Toutefois, comme indiqué ci-dessus, ces exemptions ne s'appliquent aux transferts de données transfrontaliers que si une protection suffisante est assurée dans le pays étranger où les données doivent être transférées et que le DPB est autorisé à déterminer les pays offrant des niveaux de protection suffisants conformément à l'article 9. /3. Le problème ici est, comme également mentionné ci-dessus, que le DPB n'a pas encore publié une telle liste de pays exemptés, et puisque cette liste n'est pas encore disponible, cette exemption prévue pour les pays disposant de protections suffisantes ne s'applique pas encore à aucun pays, y compris l'UE. pays où le RGPD est applicable.

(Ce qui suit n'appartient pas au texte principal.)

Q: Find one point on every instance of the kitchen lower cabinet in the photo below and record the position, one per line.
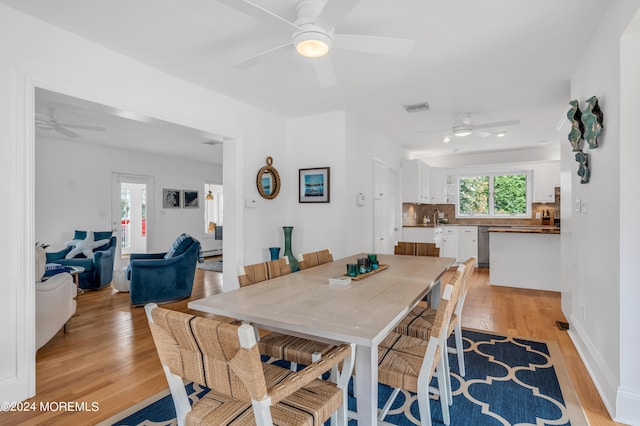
(459, 242)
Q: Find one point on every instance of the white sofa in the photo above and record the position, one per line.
(55, 304)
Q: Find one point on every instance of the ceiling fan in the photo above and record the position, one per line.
(48, 122)
(463, 126)
(313, 36)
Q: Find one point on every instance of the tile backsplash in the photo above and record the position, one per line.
(413, 214)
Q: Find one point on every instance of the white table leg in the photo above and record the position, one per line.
(367, 384)
(436, 292)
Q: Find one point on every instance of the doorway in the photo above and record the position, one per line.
(132, 198)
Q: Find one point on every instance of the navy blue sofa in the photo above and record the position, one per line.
(164, 277)
(98, 272)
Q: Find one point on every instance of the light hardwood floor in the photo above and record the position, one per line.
(108, 356)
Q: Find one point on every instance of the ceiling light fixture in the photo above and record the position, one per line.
(461, 132)
(312, 44)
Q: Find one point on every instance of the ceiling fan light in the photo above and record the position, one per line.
(461, 132)
(312, 44)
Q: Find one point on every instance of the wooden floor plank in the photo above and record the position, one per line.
(108, 355)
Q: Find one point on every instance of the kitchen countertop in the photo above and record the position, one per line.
(527, 229)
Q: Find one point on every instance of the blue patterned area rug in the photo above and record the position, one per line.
(509, 381)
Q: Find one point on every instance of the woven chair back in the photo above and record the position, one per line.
(252, 274)
(208, 352)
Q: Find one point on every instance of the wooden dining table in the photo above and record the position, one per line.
(363, 312)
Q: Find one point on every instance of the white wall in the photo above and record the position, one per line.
(363, 145)
(600, 279)
(316, 141)
(83, 69)
(73, 191)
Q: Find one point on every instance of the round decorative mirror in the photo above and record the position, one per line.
(268, 181)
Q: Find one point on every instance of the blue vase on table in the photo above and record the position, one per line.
(275, 253)
(288, 230)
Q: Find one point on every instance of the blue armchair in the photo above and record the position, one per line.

Étant donné qu'Amazon Turquie ne peut pas bénéficier de cette exemption de "protection suffisante", il reste la dernière exemption prévue à l'article 9/3, où les transferts de données transfrontaliers peuvent être effectués sans consentement explicite préalable vers des pays sans protection suffisante, si les responsables du traitement étrangers dans La Turquie et dans le pays étranger lié donne des lettres de garantie au DPB par écrit et le Conseil approuve ce transfert. Il convient de noter ici qu'Amazon a effectivement présenté une garantie au Conseil afin de bénéficier d'une telle exonération.

Cependant, au moment de cette plainte et de la décision, la lettre de garantie et la demande d'exemption d'Amazon étaient toujours en instance devant le DPB, dans l'attente de la décision finale et de l'approbation du Conseil. L'article 9/3 stipule clairement que cette exemption ne sera applicable que si une lettre de garantie est fournie  AND le DPB approuve les transferts, et puisque le DPB n'a jamais approuvé la demande d'exemption d'Amazon Turquie, le DPB a décidé que ces transferts de données transfrontaliers exécutés par Amazon Turquie violaient les dispositions de la LPPD.

Aller de l'avant : effets de la décision d'Amazon Turquie sur les transferts de données transfrontaliers

La décision d'infliger une amende à Amazon Turquie a été une décision très controversée du DPB. C'était controversé parce qu'Amazon Turquie transférait des données personnelles vers des pays de l'UE, qui auraient dû être considérés comme des pays bénéficiant d'une protection suffisante puisque ces pays sont également soumis à la réglementation du RGPD, et parce qu'Amazon Turquie avait déjà fourni au Conseil les lettres de garantie nécessaires. de bénéficier de la deuxième dérogation prévue à l'article 9/3.

Bien que nous comprenions d'où viennent les arguments contre cette décision, nous pensons également que la loi est assez claire et transparente sur les exemptions. Les dispositions de la LPPD stipulent clairement que les exemptions pour les transferts de données transfrontaliers ne s'appliquent que si le pays où les données sont transférées dispose de niveaux de protection suffisants (à déterminer par le Conseil), ou lorsqu'une protection suffisante n'est pas disponible, une lettre de garantie est fourni et le transfert est approuvé par le conseil.

Étant donné que la liste des pays exemptés n'est pas encore publiée par le Conseil, la seule façon de bénéficier des exemptions de transfert de données transfrontalier est de soumettre une lettre de garantie au Conseil et d'attendre l'approbation du Conseil pour les transferts. Bien qu'Amazon ait fourni une lettre de garantie, ils n'ont pas attendu que la demande soit traitée et l'approbation du Conseil et ont poursuivi les transferts de données transfrontaliers sans obtenir le consentement explicite des propriétaires des données.

À cet égard, le DPB a clairement exprimé sa position ; si les contrôleurs de données souhaitent effectuer des transferts de données transfrontaliers sans obtenir de consentement explicite, ils doivent soit attendre la publication de la liste des pays exemptés, soit soumettre une lettre de garantie et attendre l'approbation du Conseil. Sinon, tous les contrôleurs de données sont tenus par la LPPD d'obtenir le consentement explicite des propriétaires de données avant de procéder à des transferts de données transfrontaliers.